On a Vast.ai build server (256 vCPUs, 503GB RAM, RTX 3060 Ti), we scored all 4,257 QC’d OpenSNP genomes in 7.4 minutes using chunked sparse CSR tensor multiplication via PyTorch.
Validation Results
| Trait | Metric | Ours | UK Biobank |
|---|---|---|---|
| Height | Pearson r | 0.107 | r ≈ 0.45–0.50 |
| Red hair | AUC | 0.67 | — |
| Black hair | AUC | 0.63 | — |
| Eye colour | AUC | 0.54 | ~0.95 |
Bayesian Weight Recomputation
We ran PRS-CSx on 33 quantitative traits using UK Biobank GWAS summary statistics. After 2–3 weeks of continuous GPU compute: the posterior weights did not improve our validation metrics. In some cases, they made things worse.
943 Genomes, 95% Failure Rate
Of 569 PGP genomes we tried to impute: 538 failed. Heterogeneous chip formats, Beagle memory exhaustion, bcftools timeouts. Only 84 survived.
Ridge Regression Pulled Everything to the Mean
We trained Ridge regression correction models. Every condition showed as 40th–60th percentile. Nothing stood out. Nothing was actionable.

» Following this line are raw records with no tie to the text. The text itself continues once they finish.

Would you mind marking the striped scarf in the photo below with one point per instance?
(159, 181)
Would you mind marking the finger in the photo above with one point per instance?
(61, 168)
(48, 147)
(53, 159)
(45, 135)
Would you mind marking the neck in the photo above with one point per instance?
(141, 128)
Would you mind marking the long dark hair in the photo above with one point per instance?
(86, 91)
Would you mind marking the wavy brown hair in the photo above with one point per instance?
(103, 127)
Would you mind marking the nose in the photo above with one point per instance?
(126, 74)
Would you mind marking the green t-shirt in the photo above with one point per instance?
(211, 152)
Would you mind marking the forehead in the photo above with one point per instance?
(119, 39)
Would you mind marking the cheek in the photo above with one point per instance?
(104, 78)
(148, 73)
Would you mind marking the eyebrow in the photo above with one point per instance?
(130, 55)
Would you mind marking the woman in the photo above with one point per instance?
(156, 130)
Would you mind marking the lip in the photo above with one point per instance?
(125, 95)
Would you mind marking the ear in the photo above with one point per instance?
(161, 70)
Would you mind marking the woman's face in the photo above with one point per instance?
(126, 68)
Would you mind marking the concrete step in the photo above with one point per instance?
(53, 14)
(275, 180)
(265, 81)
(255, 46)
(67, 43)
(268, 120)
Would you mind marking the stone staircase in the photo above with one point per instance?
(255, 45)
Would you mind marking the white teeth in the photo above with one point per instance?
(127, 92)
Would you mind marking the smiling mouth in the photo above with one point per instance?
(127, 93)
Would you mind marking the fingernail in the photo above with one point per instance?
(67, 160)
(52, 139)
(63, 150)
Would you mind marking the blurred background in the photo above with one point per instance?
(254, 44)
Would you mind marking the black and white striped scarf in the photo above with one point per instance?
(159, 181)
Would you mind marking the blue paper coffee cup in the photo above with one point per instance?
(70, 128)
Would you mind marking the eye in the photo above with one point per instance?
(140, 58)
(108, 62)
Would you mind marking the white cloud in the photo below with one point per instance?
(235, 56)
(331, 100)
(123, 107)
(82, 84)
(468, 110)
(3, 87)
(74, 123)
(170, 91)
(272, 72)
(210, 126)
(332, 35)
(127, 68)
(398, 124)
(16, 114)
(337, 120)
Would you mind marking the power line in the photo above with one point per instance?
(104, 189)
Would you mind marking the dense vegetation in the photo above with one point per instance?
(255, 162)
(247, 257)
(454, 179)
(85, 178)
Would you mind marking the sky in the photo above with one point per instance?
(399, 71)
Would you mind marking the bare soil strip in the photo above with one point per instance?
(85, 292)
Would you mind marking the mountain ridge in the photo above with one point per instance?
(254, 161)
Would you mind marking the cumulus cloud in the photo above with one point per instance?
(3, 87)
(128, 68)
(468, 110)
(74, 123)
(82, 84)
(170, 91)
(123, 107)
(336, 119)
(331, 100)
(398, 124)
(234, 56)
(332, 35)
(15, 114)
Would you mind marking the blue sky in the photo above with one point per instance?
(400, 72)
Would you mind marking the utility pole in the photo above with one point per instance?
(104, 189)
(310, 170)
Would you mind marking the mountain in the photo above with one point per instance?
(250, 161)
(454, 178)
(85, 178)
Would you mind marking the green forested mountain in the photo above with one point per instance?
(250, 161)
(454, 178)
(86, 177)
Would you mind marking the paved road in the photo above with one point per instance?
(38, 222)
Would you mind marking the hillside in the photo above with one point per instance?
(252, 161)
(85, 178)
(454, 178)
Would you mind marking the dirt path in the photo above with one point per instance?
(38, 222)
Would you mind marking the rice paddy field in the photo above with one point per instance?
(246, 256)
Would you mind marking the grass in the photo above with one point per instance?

Extreme scores are not bugs. They’re the whole point. A 99th percentile Type 1 Diabetes PRS from a model validated at AUC > 0.80 is genuinely meaningful. The problem was never that scores were “too extreme.” It was that we presented low-confidence and high-confidence scores identically.
What It Cost
| Item | Detail | Cost |
|---|---|---|
| GPU compute | Vast.ai instances | $200–400 |
| Claude API | 6 parallel domain agents | $100–300 |
| VPS hosting | Production server | $20/mo |
| Domain + SSL | helixsequencing.com | $15/yr |
| Total | $400–800 |
Where We Are Now
- 3,550 PGS Catalog models with proper allele alignment and ancestry-matched distributions
- Beagle 5.5 imputation expanding ~700K chip SNPs to ~28M variants
- Ancestry detection with per-population model selection
- Raw percentiles preserved — extreme scores kept when model is well-powered
- Zero data retention — all user data deleted after report generation
Lessons Learned
More data doesn’t automatically mean better scores. Adding PRS-CSx weights, Ridge regression corrections, and ensemble methods actively degraded accuracy when our validation cohort was small.
Extreme percentiles are features, not bugs. The mistake is presenting all models with equal confidence.
The validation bottleneck is the real constraint. We have 3,550 models and 2.37 billion variant weights. What we lack is ground truth.
Go slowly. Validate each improvement individually. If it doesn’t measurably improve predictions, it doesn’t ship.